The new budget signed by Gov. Perry also assumes there will be no growth in the number of school children in Texas, even though Texas is one of the fastest-growing states in the nation. Critics say state legislators have shorted school districts by an additional $2 billion by ignoring the number of new students who will crowd into the classrooms over the next two years. There are several other budget deceptions the Republican Super majority engaged in, but the bottom line is that they passed a budget that did not balance without deceptive accounting tricks and ignoring Texas' rapid population growth.

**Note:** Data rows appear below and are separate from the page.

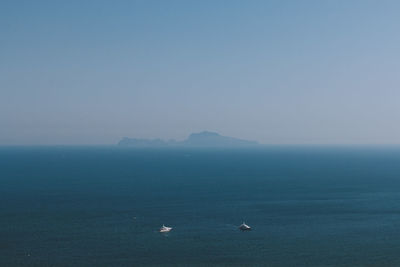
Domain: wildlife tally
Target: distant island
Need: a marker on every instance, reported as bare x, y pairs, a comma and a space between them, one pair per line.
202, 139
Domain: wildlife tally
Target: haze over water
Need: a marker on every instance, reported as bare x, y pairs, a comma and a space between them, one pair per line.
102, 206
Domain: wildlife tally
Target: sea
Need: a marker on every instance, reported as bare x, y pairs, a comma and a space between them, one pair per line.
104, 205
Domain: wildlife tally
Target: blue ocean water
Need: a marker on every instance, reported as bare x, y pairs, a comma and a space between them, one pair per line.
102, 206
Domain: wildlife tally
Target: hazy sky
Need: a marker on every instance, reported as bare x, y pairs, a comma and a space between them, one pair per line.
91, 72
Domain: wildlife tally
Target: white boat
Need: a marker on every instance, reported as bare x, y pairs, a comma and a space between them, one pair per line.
244, 227
165, 229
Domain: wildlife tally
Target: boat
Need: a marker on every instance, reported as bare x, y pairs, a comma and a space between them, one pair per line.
244, 227
165, 229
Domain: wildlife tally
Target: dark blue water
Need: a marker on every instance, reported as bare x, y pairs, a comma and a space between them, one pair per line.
102, 206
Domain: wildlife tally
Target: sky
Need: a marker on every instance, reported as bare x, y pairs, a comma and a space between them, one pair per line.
279, 72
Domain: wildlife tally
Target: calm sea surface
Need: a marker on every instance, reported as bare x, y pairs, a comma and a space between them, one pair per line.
102, 206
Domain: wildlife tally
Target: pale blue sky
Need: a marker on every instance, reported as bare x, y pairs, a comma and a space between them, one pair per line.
91, 72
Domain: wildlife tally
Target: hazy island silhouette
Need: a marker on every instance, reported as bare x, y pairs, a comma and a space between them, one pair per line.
201, 139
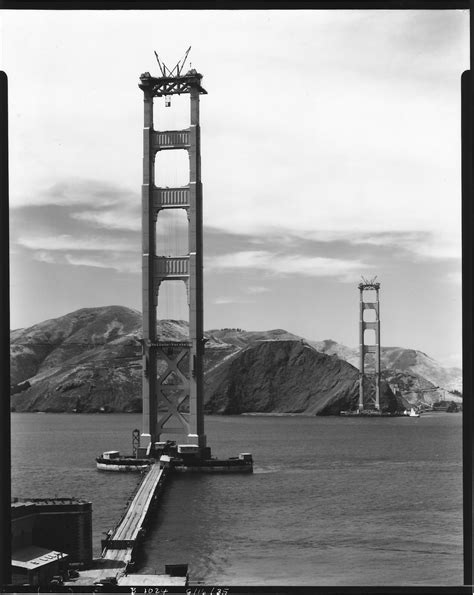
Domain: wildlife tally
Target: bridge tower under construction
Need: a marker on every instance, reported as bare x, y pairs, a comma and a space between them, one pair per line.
167, 392
367, 401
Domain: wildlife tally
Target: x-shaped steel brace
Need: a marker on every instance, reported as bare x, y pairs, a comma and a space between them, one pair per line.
172, 366
173, 411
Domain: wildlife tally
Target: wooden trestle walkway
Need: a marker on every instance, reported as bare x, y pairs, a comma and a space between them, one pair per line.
122, 542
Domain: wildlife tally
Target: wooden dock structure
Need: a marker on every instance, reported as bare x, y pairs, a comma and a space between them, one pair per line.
120, 545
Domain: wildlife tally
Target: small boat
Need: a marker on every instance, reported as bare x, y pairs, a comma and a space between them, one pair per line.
411, 413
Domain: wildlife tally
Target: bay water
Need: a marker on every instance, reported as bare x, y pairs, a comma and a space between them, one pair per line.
332, 501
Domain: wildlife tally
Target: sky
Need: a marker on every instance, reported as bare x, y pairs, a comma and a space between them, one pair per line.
330, 149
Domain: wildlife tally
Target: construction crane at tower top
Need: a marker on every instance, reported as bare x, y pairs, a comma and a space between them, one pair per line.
173, 81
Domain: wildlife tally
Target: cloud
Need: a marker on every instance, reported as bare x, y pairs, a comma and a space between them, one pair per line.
76, 191
256, 289
124, 218
70, 242
421, 243
230, 300
284, 264
122, 263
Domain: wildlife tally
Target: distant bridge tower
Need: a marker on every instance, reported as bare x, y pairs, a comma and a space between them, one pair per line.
366, 402
165, 395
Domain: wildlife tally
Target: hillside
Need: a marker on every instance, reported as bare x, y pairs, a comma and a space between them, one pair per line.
410, 361
286, 377
90, 360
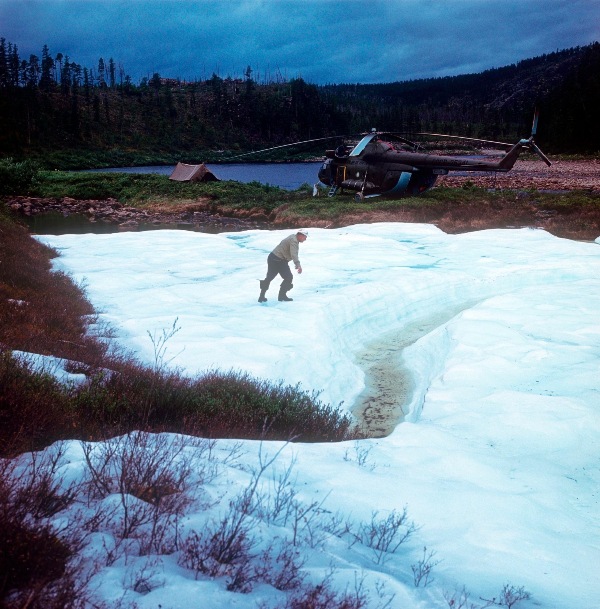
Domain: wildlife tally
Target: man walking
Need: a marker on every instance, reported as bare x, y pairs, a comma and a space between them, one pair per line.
278, 264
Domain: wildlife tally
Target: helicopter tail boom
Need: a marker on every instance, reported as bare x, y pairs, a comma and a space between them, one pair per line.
507, 162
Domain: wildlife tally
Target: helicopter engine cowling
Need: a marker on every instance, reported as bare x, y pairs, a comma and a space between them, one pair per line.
407, 184
358, 185
326, 174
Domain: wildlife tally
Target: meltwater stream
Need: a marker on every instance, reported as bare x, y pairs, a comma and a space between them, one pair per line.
388, 384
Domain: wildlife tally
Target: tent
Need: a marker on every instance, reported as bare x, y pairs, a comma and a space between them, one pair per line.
192, 173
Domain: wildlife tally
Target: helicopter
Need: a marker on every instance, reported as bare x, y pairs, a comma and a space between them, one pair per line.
384, 164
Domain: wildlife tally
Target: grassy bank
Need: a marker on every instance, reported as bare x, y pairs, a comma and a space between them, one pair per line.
45, 313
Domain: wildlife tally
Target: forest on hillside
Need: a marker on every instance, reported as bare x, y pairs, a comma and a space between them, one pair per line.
51, 103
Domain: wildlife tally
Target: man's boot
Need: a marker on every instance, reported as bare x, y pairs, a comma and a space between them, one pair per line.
283, 290
264, 286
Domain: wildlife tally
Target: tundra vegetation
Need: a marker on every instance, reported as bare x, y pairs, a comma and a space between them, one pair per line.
136, 485
138, 481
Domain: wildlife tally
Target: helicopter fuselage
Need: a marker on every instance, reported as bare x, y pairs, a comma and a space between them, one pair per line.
380, 168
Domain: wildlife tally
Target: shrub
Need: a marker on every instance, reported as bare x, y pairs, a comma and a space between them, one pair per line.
16, 177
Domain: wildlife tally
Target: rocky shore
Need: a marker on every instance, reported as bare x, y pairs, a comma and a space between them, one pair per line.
575, 223
199, 215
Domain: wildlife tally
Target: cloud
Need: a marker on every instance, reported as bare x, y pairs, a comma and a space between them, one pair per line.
323, 41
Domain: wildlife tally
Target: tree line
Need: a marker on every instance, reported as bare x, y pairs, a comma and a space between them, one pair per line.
53, 103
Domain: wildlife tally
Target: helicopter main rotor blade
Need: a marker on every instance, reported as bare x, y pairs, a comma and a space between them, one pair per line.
503, 145
400, 138
319, 139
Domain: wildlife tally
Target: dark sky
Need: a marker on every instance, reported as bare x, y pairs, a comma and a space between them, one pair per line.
322, 41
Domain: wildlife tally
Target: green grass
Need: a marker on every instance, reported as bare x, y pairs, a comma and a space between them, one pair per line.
140, 189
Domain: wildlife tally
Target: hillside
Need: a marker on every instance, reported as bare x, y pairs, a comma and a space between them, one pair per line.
55, 106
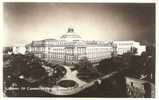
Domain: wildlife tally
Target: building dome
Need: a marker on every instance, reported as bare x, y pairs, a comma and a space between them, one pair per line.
71, 36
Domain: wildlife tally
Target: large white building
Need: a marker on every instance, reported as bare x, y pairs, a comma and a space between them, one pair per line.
70, 48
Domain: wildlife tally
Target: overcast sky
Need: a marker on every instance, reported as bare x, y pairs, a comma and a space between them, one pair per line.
24, 22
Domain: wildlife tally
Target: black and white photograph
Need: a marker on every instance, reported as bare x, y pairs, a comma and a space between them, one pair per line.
70, 49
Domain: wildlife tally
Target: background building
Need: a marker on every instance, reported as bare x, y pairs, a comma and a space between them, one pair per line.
70, 48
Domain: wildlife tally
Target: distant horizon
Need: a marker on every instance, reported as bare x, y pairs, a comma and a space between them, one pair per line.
27, 22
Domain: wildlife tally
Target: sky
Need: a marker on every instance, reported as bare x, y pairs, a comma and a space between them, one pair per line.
26, 22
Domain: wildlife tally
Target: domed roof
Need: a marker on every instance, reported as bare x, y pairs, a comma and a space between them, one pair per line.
71, 36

On top of the deceptive accounting tricks used to pass a supposed "balanced" 2011-13 budget, Texas has a recurring $10 billion budget shortfall between tax revenues collected and budgeted spending, according to John Heleman, chief revenue estimator for Texas Comptroller Susan Combs. Pressed by Democratic Senators on the Senate Finance Committee, Heleman told the committee last January the state has a $10 billion recurring structural deficit. [Structural deficit - ABC News]

That structural shortfall comes from a tax cutting "tax swap" measure that lowered property taxes and substituted, or swapped, a new business margins tax to offset the lost property tax revenue.

Even at the time, the swap was projected to be $5.9 billion short of balancing each biennium. That tax cutting measure ended up being at least $14 billion short because the new business tax produced less than half of the needed revenue and the property tax cut cost more than promised. Lt. Governor Dewhurst and others rightly say the 2006 tax swap created a structural deficit.

Up till the 2011-13 budget period Texas Republican lawmakers covered the shortfall with federal Recovery Act (stimulus) money—all of which is gone. "We need to not fool ourselves that this is a one-time phenomenon," says state Sen. John Whitmire, D-Houston, who instigated the discussion at the Senate Finance Committee meeting. "We need to be grown up and deal with reality and make plans for the future of Texas."
Texas lawmakers started 2011 promising to make hard choices to solve the largest budget shortfall in the state's history. They delivered one speech after another about not "kicking the can" down the road. Yet that's exactly what they did - and that can is getting mighty big, too!